How do you explain the fact that so many people write books that are never published? Or they are published, perhaps even financed by the authors themselves, but read by almost no one?

Thousands of books are published each year, yet thousands more are written and unpublished, or started and never finished, or envisioned in someone's mind but never put down on paper. How many people say something like, "I could write a book ..."?

Alfred Kazin
Perhaps the answer to all such queries can be found in the words of literary critic Alfred Kazin: "In a very real sense, the writer writes in order to teach himself; to understand himself, to satisfy himself; the publishing of his ideas, though it brings gratification, is a curious anticlimax."

The actual publication of a book is, in so many instances, truly anticlimactic. This is probably not true of professional writers, those who actually make their living by writing books. If their books are not published, their families don't eat.

Yet for amateur writers — those who write books to see if they can, those who have a story that is burning inside them, those with ideas bursting to get out — the actual writing, not the illusive possibility of publication, is the true objective.

Friday, June 26, 2026

Underground future

When sci-fi writers contemplate an Earth that is no longer inhabitable, they usually think up — sending people into space to start over on another planet. Hugh Howey thought down instead and put his human survivors into silos buried deep underground.

The first novel in the trilogy is Wool (2012). Why wool? Because capital punishment involves sending condemned prisoners out of the silo to clean the few windows with a wool cloth before the poisoned environment kills them. And the windows often need cleaning, it seems.

Another way of keeping down the population is to have a lottery. the winners being permitted to have a child.

Howey kills off one main character after another in the early chapters, and so when Juliette is sentenced to a cleaning we don't know if she will survive or not. But she survives long enough to discover another silo and eventually inspire a better future for her home silo.

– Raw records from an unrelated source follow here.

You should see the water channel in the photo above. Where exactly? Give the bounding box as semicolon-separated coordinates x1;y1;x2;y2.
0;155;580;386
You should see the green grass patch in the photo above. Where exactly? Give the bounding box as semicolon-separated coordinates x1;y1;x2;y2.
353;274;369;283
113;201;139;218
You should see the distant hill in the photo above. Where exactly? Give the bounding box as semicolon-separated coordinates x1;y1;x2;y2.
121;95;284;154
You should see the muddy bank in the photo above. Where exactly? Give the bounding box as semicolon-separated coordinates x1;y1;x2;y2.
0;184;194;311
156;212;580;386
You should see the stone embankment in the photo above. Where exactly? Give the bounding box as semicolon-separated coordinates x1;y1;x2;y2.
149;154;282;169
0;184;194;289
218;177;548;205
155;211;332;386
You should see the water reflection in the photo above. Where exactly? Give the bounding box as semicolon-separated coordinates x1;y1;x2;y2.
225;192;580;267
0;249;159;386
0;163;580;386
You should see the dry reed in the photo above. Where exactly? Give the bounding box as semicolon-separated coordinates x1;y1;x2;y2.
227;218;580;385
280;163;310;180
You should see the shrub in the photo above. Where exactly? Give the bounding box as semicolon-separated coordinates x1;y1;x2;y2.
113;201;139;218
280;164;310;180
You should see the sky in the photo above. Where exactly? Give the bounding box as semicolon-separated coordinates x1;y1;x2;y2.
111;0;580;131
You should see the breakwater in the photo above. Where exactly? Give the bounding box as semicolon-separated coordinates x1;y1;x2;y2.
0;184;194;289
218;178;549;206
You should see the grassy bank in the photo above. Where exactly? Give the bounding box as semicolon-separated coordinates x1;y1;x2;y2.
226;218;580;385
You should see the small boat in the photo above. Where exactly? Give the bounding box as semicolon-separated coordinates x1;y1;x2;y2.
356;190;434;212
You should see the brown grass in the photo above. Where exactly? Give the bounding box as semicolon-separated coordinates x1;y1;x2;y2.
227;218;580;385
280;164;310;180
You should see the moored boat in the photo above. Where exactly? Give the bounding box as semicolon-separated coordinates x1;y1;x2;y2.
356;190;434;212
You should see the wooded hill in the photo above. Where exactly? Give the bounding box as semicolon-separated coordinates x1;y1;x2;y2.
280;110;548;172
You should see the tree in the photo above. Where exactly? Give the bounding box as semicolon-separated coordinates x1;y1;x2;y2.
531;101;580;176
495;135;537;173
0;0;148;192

The silo goes down 144 floors, meaning that characters must constantly climb or descend using the tiring staircases. There are no elevators. Juliette works way down in the mechanical area when she is chosen as the new sheriff of the silo. The man who thinks he should be the one actually running the silo objects to her selection, leading to her being sent out to clean.

The people of the silo know nothing of past civilizations before the silo was built. Horses and elephants seem mythical to them. They don't even know that there are 49 other silos, at least until Juliette finds one of them. War there has left few survivors, and war threatens her home silo as well. Can she save either or both silos?

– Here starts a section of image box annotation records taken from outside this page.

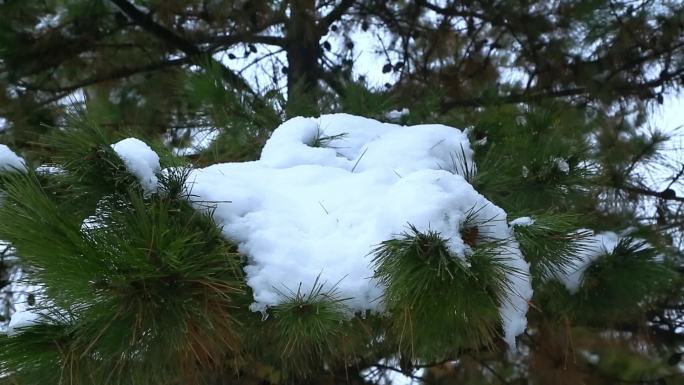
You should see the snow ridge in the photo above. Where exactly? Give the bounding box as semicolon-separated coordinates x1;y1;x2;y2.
188;114;532;346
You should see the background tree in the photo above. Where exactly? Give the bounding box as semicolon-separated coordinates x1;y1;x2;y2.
0;0;684;384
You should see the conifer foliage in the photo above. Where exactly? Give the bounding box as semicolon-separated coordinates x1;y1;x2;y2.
0;0;684;385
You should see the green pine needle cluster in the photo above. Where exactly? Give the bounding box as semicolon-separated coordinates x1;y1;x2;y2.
0;131;247;384
272;280;353;377
373;226;511;359
513;213;592;283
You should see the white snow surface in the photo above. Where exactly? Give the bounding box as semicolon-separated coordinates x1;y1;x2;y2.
112;138;161;193
385;108;411;120
510;217;534;227
0;144;26;172
7;310;40;336
556;230;620;294
188;114;532;346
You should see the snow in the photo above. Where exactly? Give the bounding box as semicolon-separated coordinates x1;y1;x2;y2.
556;230;620;294
510;217;534;227
0;144;26;172
189;114;532;346
112;138;161;194
7;310;40;336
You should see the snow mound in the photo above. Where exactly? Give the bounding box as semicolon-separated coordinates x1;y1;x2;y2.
556;230;620;294
7;310;40;336
188;114;532;346
112;138;161;194
0;144;26;172
510;217;534;227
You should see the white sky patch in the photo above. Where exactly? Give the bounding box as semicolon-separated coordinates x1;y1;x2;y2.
0;144;26;172
189;114;532;346
112;138;161;193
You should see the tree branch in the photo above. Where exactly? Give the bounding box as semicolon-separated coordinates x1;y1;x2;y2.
110;0;256;96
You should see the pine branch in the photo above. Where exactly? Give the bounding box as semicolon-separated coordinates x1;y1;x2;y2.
110;0;256;96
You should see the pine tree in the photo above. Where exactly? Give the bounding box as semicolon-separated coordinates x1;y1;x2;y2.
0;0;684;385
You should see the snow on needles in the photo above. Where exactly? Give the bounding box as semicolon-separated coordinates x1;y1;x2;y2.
112;138;160;194
0;144;26;172
556;229;620;294
187;114;532;346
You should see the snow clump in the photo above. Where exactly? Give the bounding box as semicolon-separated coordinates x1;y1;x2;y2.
0;144;26;172
112;138;161;194
556;230;620;294
187;114;532;346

Wool is first-rate science fiction, both a great story and an intriguing imagining of a possible future.

Wednesday, June 24, 2026

Definitions in conflict

Nagasaki destroyed by atomic bomb
When near the end of World War II, the Allies demanded that Japan surrender, the Japanese premier replied with a statement that included the word mokusatsu. Unfortunately, as Peter Farb tells the story in Word Play, this Japanese word has two meanings. The Allies translated it as meaning "take no notice of." But the word can also mean "consider," which is what the premier may actually have meant. As a consequence, atomic bombs were dropped on Hiroshima and Nagasaki. Might a different translation have changed history?

Yet even without translating from one language to another, words with opposing meanings can create difficulties. One wonders whether the Japanese ever get confused over the word mokusatsu.

English speakers can certainly get confused over their own language. Does the verb dust mean to take away dust, as when cleaning a room, or does it mean to add dust, as when dusting crops?

If you say that your suitcases are unpacked, do you mean that everything has been taken out of them or that everything is still in them?

If you sanction something, are you allowing it or punishing someone for doing it?

If you peruse a book, do you mean you read it carefully or simply skim through it? You can find both meanings in a dictionary.

Usually we use context and have no problem with such words. Sometimes, as at the end of World War II, the problem can be profound.